America is a capitalistic society, of which, it is of paramount importance of most publicly held corporations to make it their policy to essentially earn as much money as possible on their products and assets.  This signifies that almost all corporations look closely at their sales in which their objective is to increase them, as well as looking closely at their expenses in which their objective is to decrease them and/or to get more value out of the labor utilized.  It goes without saying that western nations, because of their wealth, their cost of living, their infrastructure, their laws, and their social services,  that their overall cost of doing business domestically is meaningfully higher than the cost of doing business in developing nations.

 

It then follows, if there is no penalty for doing business in countries in which you can produce your product for a significantly lower price point, in which labor laws as well as health and safety laws are far more lax, in addition to the fact that this can all be essentially outsourced to foreign manufacturing concerns that then have the responsible of adhering to both local as well as adhering to corporation policy, that it would behoove these corporations to do so.  So too, as good as that already is, corporations through the tricks of the trade, of specifically staging domestic subsidiaries in foreign nations as well as bending or utilizing tax rules  or loopholes in a manner that specifically allows that corporation to "game" the system so as to reduce their overall tax footprint, you then have as reported by cnn.com, companies such as Apple, that "…In 2014, the corporate giant paid just $50 in tax for every million it made selling iPhones and iPads to most of the world outside America.

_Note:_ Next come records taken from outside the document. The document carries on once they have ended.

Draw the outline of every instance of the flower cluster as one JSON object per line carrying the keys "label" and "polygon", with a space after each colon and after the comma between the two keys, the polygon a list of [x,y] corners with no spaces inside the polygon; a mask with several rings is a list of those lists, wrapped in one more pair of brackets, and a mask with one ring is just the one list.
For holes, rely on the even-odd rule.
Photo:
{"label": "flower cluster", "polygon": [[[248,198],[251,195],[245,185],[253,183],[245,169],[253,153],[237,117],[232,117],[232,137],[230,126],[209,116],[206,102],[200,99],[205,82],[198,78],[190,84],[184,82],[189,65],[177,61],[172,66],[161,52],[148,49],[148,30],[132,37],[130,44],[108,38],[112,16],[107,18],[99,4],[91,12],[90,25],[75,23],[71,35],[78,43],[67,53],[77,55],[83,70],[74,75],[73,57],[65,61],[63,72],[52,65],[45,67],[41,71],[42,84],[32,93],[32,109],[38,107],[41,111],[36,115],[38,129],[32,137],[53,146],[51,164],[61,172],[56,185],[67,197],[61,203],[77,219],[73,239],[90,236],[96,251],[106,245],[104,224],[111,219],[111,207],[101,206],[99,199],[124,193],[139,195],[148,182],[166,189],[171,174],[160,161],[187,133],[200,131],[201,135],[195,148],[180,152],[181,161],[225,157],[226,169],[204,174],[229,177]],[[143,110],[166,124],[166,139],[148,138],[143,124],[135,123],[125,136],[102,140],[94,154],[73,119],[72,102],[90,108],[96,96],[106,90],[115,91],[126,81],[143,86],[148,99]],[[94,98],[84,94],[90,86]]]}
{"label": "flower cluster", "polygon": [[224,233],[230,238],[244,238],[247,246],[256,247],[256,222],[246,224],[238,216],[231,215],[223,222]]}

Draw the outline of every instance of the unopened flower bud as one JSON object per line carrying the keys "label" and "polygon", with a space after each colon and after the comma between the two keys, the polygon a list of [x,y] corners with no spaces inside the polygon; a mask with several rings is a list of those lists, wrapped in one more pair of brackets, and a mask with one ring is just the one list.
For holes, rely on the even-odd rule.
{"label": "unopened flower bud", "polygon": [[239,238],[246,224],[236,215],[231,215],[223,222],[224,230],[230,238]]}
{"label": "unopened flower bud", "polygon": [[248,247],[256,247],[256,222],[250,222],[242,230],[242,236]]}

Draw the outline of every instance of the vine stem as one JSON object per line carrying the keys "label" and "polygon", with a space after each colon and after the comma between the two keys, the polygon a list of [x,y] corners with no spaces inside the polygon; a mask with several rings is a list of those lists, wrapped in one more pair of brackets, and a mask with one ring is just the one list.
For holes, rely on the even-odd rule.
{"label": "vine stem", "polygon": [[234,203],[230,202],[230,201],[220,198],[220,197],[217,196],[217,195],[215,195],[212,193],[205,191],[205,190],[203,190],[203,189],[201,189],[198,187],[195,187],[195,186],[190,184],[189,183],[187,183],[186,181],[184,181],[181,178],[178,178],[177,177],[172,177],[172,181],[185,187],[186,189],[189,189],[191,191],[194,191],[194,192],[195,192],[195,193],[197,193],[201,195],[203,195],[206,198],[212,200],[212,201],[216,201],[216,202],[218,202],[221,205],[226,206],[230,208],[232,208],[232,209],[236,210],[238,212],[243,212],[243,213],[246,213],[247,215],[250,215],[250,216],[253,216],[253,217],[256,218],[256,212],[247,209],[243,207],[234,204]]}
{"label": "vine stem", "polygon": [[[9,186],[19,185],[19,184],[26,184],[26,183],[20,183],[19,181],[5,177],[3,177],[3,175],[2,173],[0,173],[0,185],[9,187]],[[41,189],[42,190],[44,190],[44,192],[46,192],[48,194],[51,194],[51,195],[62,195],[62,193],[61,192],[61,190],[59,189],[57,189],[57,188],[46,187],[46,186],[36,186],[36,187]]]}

That's a tax rate of just 0.005%."

 

Not only does the globalization of manufacturing profit corporations headquartered in America, by allowing these same multinational giants to draw first upon the wealth of America in their stock issuance, higher education, and financing, but they are also able to leveraged up that wealth by utilizing it in all of its myriad forms off-sourcing in places all across the world, increasing profit and taking market share from others not so richly endowed, in which  the end result is often a corresponding robust stock price performance, based on impressive profit margins and growth.

 

Of course, all of the above signifies that as in most situations, there are the winners, as well as the losers.  The winners are those that are the corporate insiders and valued members to such corporations, as well as their stockholders, and consumers of such products that are able typically to purchase the product at a lower price point.  The losers are the tax recipients, which means cheating the infrastructure and safety net that America has an obligation to provide for the disenfranchised, in addition to American companies that are unable to take advantage of cheaper foreign labor as well as substantially lower tax rates for outsourcing, and finally, quite obviously, those that labor in the manufacturing fields of America, who have been squeezed out of labor markets through no real fault of their own.

 

Finally, as reported by epi.org, "…in 2011, international trade depressed wages for non-college educated workers by 5.5 percent, costing the average worker $1,800."  The bottom line, quite obviously, is that American labor cannot compete against foreign labor specifically because the playing field is not level, for if foreign countries have imported to them, or have access to all of the material needs that create the equivalency of a manufacturing plant in America, along with softer labor/safety laws, and millions of their denizens that need jobs,  then they will take jobs from Americans, and domestic labor will be left instead with hard to outsource low-paying service related jobs, hyped up but disappointing gig jobs, and way too often, idle hands and a future of little meaningful opportunity.